Cleveland University from the Encyclopedia of Cleveland History.
CLEVELAND UNIVERSITY – The Encyclopedia of Cleveland History
CLEVELAND UNIVERSITY became the city’s first institution of higher learning in a brief career lasting from 1851-53. It was chartered by the Ohio general assembly on 5 Mar. 1851, and its trustees included AHAZ MERCHANT, SAMUEL STARKWEATHER;, and RICHARD HILLIARD. For president, they tapped the recently resigned head of Oberlin Institute, Asa Mahan, who brought most of the new university’s first students from Oberlin with him. Classes began in the Mechanics’ Block on Ontario Street, but the school’s future was closely bound to a proposed campus planned for an area on the west side, hopefully named University Heights. Most of the trustees appeared to be speculating in property in the neighborhood, later known as TREMONT. They set aside a 275-acre parcel for the university, part for the campus and part to raise an endowment fund. Streets in the area were endowed with such academic names as College, Literary, Professor, and Jefferson, and a 3-story building was raised among them for the future home of Cleveland University.

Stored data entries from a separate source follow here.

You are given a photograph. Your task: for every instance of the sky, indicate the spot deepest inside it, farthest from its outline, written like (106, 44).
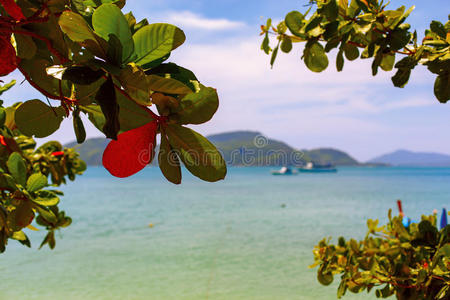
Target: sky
(351, 110)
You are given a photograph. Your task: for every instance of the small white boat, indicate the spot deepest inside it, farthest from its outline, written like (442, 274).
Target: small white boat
(313, 168)
(284, 171)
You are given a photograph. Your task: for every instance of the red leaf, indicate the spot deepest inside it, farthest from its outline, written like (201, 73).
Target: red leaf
(132, 151)
(13, 9)
(8, 58)
(57, 153)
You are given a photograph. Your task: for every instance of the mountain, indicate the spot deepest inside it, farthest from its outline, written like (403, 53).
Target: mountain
(409, 158)
(326, 155)
(91, 151)
(240, 148)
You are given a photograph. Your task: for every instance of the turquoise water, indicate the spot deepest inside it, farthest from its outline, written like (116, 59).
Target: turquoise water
(229, 240)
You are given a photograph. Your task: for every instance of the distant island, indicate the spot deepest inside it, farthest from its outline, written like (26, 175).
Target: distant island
(241, 148)
(251, 148)
(409, 158)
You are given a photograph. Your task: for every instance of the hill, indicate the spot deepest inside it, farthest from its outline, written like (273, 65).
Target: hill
(240, 148)
(91, 151)
(409, 158)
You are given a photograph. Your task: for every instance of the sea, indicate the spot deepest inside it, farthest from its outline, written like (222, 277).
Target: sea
(248, 237)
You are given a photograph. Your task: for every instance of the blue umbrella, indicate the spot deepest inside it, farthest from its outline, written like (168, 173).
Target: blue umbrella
(444, 218)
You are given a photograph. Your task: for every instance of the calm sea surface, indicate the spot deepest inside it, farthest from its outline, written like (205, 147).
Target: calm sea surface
(229, 240)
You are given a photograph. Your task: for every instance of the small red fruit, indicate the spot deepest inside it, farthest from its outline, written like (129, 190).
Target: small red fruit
(58, 153)
(8, 58)
(13, 9)
(132, 151)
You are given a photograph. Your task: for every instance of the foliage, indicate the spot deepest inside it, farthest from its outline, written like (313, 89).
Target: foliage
(96, 61)
(27, 175)
(364, 29)
(408, 262)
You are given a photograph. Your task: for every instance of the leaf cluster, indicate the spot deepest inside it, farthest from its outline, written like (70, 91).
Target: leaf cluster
(104, 64)
(411, 263)
(364, 29)
(28, 175)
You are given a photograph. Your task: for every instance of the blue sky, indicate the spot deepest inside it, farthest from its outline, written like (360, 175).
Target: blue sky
(351, 110)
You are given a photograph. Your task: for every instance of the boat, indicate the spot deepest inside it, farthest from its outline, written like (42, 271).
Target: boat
(316, 168)
(284, 171)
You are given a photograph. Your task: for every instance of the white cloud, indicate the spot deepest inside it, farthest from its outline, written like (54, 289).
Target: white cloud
(187, 19)
(294, 104)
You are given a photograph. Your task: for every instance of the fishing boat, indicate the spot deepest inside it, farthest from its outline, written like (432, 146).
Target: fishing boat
(284, 171)
(316, 168)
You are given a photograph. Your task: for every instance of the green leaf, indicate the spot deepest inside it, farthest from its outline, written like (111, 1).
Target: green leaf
(48, 215)
(155, 41)
(7, 182)
(2, 116)
(198, 108)
(388, 61)
(106, 98)
(442, 87)
(78, 127)
(169, 162)
(286, 45)
(167, 85)
(6, 87)
(325, 278)
(376, 62)
(108, 19)
(171, 70)
(340, 60)
(49, 239)
(438, 28)
(26, 48)
(351, 52)
(78, 30)
(399, 38)
(131, 115)
(46, 198)
(294, 21)
(115, 51)
(82, 75)
(22, 238)
(315, 58)
(265, 46)
(35, 118)
(135, 83)
(331, 10)
(274, 55)
(199, 156)
(17, 168)
(36, 182)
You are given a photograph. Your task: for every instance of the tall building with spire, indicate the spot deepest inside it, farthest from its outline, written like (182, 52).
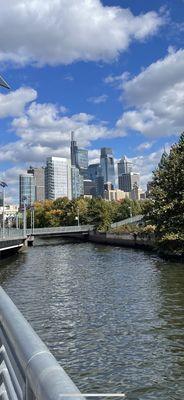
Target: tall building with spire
(107, 165)
(73, 150)
(124, 166)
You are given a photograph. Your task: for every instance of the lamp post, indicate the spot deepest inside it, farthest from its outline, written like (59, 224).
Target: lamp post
(3, 83)
(130, 208)
(24, 198)
(77, 217)
(3, 185)
(32, 219)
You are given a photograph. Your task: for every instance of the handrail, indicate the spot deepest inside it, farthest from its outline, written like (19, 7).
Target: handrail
(30, 364)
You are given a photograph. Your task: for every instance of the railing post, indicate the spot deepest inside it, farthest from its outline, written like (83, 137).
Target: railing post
(29, 395)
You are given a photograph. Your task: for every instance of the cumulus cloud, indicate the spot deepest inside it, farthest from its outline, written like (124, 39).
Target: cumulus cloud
(156, 98)
(145, 146)
(63, 31)
(13, 103)
(99, 99)
(42, 129)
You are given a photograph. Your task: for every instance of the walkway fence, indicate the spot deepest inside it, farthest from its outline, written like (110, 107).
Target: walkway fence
(14, 233)
(128, 221)
(28, 371)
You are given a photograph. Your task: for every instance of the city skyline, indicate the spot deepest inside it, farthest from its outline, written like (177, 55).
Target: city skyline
(119, 85)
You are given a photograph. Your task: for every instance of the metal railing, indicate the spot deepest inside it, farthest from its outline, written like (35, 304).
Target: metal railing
(60, 229)
(28, 370)
(19, 233)
(11, 233)
(131, 220)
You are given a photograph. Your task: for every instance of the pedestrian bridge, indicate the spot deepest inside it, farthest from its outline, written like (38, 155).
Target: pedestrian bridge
(60, 231)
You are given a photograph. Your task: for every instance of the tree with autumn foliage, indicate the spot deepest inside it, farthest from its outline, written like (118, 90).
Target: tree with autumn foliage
(166, 208)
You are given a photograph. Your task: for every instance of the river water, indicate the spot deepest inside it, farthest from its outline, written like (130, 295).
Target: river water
(113, 317)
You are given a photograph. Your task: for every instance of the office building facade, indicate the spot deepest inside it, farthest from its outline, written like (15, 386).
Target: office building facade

Philosophically, Mahan charted the university along a progressive, non-sectarian course. Citing the examples of Brown and Rochester University, he advocated a practical as opposed to classical course of study. Included in the ultimate plans of Mahan and the trustees was a visionary complex encompassing not only a national university of European scope, but an orphan asylum, old-age retreat, and female seminary as well. After a full year of operation, culminating with the awarding of 8 degrees in June 1852, Cleveland University declined rapidly the following fall. Mahan resigned as president on 13 December, possibly because of a clash of personalities with some of the trustees. One of the school’s chief benefactors, Thirza Pelton, died shortly thereafter on 19 February 1853. Although the Board of Trustees was reorganized that year, the university apparently was liquidated by the end of the academic year. From 1859-68, the Cleveland University building was occupied by the HUMISTON INSTITUTE, a college preparatory school operated by Ransom F. Humiston.
Holtz, Maude E. “Cleveland University: A Forgotten Chapter in Cleveland’s History” (Masters thesis, Western Reserve Univ., 1934).